After saying “reach” so much, it doesn’t even look like a word any more.

MyNewtBoobs's avatar

@Sarcasm OOOOOOOOOooooooooooooohhhhhhhhhhhhhhh. Ok. Now I get it. So much better. GA.

hiphiphopflipflapflop's avatar

Also note that ∞ is not itself a member of the set of real numbers.

MyNewtBoobs's avatar

@hiphiphopflipflapflop Is it an imaginary number, or something all to itself?

hiphiphopflipflapflop's avatar

Remember to stick to defintions. You live and die by them in mathematics. Recall that imaginary numbers have their own definition. They are the set of all real multiplies of i, the sqrt(-1). So, no, ∞ is not a member of that set either.

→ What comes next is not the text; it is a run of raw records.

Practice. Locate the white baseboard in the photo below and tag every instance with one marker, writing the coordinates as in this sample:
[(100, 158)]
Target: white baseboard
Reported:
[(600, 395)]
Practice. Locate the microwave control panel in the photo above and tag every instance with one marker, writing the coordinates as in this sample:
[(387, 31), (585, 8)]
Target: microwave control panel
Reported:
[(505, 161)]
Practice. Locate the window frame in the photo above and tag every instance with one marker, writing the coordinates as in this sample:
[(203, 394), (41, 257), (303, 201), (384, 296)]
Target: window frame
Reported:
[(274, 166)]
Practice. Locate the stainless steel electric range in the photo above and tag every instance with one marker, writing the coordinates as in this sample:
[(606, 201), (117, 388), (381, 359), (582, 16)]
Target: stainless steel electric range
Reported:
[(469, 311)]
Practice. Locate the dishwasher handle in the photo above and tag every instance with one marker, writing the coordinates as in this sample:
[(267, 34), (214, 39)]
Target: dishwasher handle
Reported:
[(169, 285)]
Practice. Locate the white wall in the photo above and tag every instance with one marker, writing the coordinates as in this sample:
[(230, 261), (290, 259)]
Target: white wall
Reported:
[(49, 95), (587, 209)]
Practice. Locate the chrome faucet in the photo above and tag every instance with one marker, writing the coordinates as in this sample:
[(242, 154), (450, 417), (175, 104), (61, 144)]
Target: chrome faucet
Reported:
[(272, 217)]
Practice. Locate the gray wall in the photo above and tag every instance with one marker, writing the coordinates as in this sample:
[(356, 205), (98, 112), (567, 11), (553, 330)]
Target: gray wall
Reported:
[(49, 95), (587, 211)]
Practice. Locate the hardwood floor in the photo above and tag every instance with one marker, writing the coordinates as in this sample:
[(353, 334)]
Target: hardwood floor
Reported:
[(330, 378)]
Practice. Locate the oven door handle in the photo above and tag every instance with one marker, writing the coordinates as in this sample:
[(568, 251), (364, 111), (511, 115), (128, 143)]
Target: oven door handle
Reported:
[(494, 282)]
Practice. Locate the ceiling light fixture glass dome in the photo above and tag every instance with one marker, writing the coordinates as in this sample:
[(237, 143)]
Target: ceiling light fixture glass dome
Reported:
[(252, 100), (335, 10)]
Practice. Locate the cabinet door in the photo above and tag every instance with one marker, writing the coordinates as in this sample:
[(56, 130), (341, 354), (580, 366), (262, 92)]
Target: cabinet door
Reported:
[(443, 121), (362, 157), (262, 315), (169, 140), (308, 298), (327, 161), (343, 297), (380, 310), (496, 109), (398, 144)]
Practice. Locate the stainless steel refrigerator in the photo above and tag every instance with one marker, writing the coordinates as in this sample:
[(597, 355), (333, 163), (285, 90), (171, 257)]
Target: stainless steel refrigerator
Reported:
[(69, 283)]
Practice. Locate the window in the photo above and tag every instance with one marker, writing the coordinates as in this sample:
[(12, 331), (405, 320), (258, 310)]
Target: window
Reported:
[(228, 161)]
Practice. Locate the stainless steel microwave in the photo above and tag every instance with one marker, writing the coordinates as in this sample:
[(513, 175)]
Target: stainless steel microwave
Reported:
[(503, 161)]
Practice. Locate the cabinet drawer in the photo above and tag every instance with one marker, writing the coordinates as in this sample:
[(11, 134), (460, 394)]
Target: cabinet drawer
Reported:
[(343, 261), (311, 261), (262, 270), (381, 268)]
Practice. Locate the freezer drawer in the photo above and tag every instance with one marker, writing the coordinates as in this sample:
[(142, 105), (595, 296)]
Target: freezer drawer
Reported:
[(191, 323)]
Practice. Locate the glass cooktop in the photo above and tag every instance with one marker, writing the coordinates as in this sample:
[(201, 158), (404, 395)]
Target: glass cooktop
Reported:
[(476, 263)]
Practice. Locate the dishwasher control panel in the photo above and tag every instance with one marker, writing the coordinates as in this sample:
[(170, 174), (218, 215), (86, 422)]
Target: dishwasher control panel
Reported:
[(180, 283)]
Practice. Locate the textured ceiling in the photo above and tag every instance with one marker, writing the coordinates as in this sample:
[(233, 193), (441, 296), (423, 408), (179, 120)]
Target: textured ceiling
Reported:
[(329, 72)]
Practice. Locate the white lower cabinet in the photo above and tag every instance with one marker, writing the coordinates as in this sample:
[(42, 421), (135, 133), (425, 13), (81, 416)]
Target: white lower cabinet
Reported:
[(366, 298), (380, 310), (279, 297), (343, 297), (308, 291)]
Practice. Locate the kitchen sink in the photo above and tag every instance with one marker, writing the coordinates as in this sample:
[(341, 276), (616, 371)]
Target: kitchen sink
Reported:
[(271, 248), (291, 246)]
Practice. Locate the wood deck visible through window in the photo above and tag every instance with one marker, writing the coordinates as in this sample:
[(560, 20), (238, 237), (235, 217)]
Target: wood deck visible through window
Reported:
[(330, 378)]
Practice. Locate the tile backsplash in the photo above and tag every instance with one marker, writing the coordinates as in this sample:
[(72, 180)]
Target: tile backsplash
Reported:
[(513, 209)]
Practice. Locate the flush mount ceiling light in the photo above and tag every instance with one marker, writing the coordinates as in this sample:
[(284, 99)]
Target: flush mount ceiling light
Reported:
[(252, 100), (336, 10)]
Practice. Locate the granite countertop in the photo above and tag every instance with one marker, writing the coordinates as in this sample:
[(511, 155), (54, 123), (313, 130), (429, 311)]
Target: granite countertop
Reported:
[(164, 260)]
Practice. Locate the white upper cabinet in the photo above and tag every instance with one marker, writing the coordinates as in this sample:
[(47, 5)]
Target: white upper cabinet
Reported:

The appearance of ∞ in interval notation is a shorthand way of saying include all reals above the real number beforehand (a, ∞) or all reals below the one afterward (-∞, b).

The definition of a closed interval is that it contains its endpoint. As these intervals have no endpoint to contain, they are regarded as open (on the relevant side)(the example you gave [3, ∞) is a closed on left-side and open on the right-side).

MyNewtBoobs's avatar

@hiphiphopflipflapflop We haven’t gotten to imaginary yet. Because we’re protesting Evil (j/k).